No dejes que el Rey de Gloria pase de largo mientras tú sigues ahí, en el rincón de tu incredulidad, pidiendo trucos de magia para sentirte seguro. .. como los fariseos…
¡Arrepiéntete de tu autosuficiencia!
Arrepiéntete de esa idea arrogante de que Dios te debe algo, de que Él tiene que convencerte a ti.
Apoya todo el peso de tu alma —tus fracasos, tus ansiedades, tus pecados— en Su obra terminada.
Deja que Aquel que salió victorioso de las entrañas de la tierra sea el Señor absoluto de cada rincón de tu vida.
Porque, en verdad, alguien mayor que todo lo que este mundo ofrece está aquí, y Su nombre es Jesús.
Permíteme terminar con una pregunta que quiero que te lleves grabada en el alma al salir de aquí
: ¿En qué estás apoyando el peso de tu vida hoy?

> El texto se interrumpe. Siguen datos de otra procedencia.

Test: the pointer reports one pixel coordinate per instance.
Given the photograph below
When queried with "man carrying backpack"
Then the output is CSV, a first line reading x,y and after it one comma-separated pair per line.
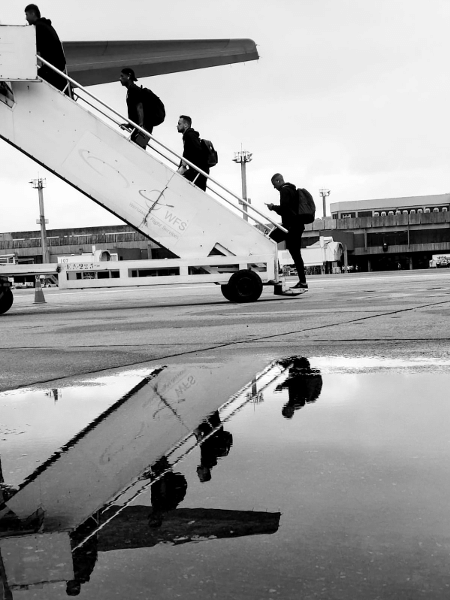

Si estás buscando señales, te lo digo con amor: siempre estarás hambriento, siempre querrás una más.
Si dependes de tus emociones, estarás en una montaña rusa espiritual que te va a agotar.
Pero si miras a Cristo, encontrarás el descanso que Jonás no pudo dar, pero que Jesús te ofrece gratuitamente hoy mismo.
¡Mira a la Cruz! Allí ves el amor de Dios en su máxima y más sangrienta expresión.
¡Mira al sepulcro vacío! Allí ves el poder de Dios garantizando tu futuro por toda la eternidad.
Alguien mayor que tus problemas,
alguien más grande que tus deudas
y alguien más poderoso que tu pecado está aquí ahora mismo.
Su nombre es Jesús
Ríndete a Él. No porque veas una luz extraña en el techo, sino porque Su Palabra es la Verdad absoluta y Su obra es perfecta.
Que el Señor nos conceda corazones que dejen de demandar señales y empiecen a deleitarse, de una vez y para siempre, en la Persona que es la Señal de todas las señales. ¡A Él sea la gloria!
PORQUE La muerte y resurrección de Jesucristo es la señal única y suficiente para tener descanso hoy…
Una cosa es esperar que Dios esté con nosotros, y otra cosa es saber que en efecto está con nosotros. La fe nos salva, pero la seguridad nos sacia.